To hear Alan Greenspan tell it, he watched helplessly as a Republican President and a Republican Congress destroyed the American economy. In today’s Times, he tells a amnesiac and properly deferential Times stenographer:
In an interview timed with the release of his memoir Monday, Mr. Greenspan sought to distance himself from the economic policies of President Bush and refute critics who say his policies at the Fed contributed to the housing bubble and bust that is now roiling the economy.
Mr. Greenspan unleashed bottled-up frustration about President Bush, Vice President Dick Cheney and Republican leaders in Congress who, he contends, put politics ahead of Republican goals like fiscal discipline and lower government spending.
“I’m just very disappointed,” he said glumly, as he sat in his living room. “Smaller government, lower spending, lower taxes, less regulation — they had the resources to do it, they had the knowledge to do it, they had the political majorities to do it. And they didn’t.”
In the end, he said, “political control trumped policy, and they achieved neither political control nor policy.”
But over in the op-ed pages, Paul Krugman is having none of it. It’s hard to pick the juiciest bit, but this section is illustrative:
Mr. Greenspan now says that he didn’t mean to give the Bush tax cuts a green light, and that he was surprised at the political reaction to his remarks. There were, indeed, rumors at the time — which Mr. Greenspan now says were true — that the Fed chairman was upset about the response to his initial statement.
But the fact is that if Mr. Greenspan wasn’t intending to lend crucial support to the Bush tax cuts, he had ample opportunity to set the record straight when it could have made a difference.
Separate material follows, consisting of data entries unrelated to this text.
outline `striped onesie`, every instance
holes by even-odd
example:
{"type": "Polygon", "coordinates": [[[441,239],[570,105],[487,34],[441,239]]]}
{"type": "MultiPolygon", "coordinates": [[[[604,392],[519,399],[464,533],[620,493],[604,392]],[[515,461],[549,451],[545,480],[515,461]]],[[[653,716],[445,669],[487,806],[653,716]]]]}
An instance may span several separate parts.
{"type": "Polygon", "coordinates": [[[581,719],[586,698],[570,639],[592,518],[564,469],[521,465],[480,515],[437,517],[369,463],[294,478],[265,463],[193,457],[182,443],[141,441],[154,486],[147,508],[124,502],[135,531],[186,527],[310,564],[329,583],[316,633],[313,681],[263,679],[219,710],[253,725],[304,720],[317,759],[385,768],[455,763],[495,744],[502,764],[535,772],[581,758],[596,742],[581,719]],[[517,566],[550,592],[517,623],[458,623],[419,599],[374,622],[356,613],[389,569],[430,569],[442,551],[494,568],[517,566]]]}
His first big chance to clarify himself came a few weeks after that initial testimony, when he appeared before the Senate Committee on Banking, Housing and Urban Affairs.
Here’s what I wrote following that appearance: “Mr. Greenspan’s performance yesterday, in his first official testimony since he let the genie out of the bottle, was a profile in cowardice. Again and again he was offered the opportunity to say something that would help rein in runaway tax-cutting; each time he evaded the question, often replying by reading from his own previous testimony. He declared once again that he was speaking only for himself, thus granting himself leeway to pronounce on subjects far afield of his role as Federal Reserve chairman. But when pressed on the crucial question of whether the huge tax cuts that now seem inevitable are too large, he said it was inappropriate for him to comment on particular proposals.
“In short, Mr. Greenspan defined the rules of the game in a way that allows him to intervene as he likes in the political debate, but to retreat behind the veil of his office whenever anyone tries to hold him accountable for the results of those interventions.”
I received an irate phone call from Mr. Greenspan after that article, in which he demanded to know what he had said that was wrong. In his book, he claims that Robert Rubin, the former Treasury secretary, was stumped by that question. That’s hard to believe, because I certainly wasn’t: Mr. Greenspan’s argument for tax cuts was contorted and in places self-contradictory, not to mention based on budget projections that everyone knew, even then, were wildly overoptimistic.
If anyone had doubts about Mr. Greenspan’s determination not to inconvenience the Bush administration, those doubts were resolved two years later, when the administration proposed another round of tax cuts, even though the budget was now deep in deficit. And guess what? The former high priest of fiscal responsibility did not object.
And in 2004 he expressed support for making the Bush tax cuts permanent — remember, these are the tax cuts he now says he didn’t endorse — and argued that the budget should be balanced with cuts in entitlement spending, including Social Security benefits, instead. Of course, back in 2001 he specifically assured Congress that cutting taxes would not threaten Social Security.
Krugman points out the all too oft ignored obvious-the continuing pattern of so called wise men buckling to Boy George’s will when in a position to do something; then later claiming to have opposed him:
In retrospect, Mr. Greenspan’s moral collapse in 2001 was a portent. It foreshadowed the way many people in the foreign policy community would put their critical faculties on hold and support the invasion of Iraq, despite ample evidence that it was a really bad idea.
And like enthusiastic war supporters who have started describing themselves as war critics now that the Iraq venture has gone wrong, Mr. Greenspan has started portraying himself as a critic of administration fiscal irresponsibility now that President Bush has become deeply unpopular and Democrats control Congress.
We’ll be hearing more of this as more of these memoirs come out. Poor George, he’ll have a lot of rebutting to do when he starts working on his recollections.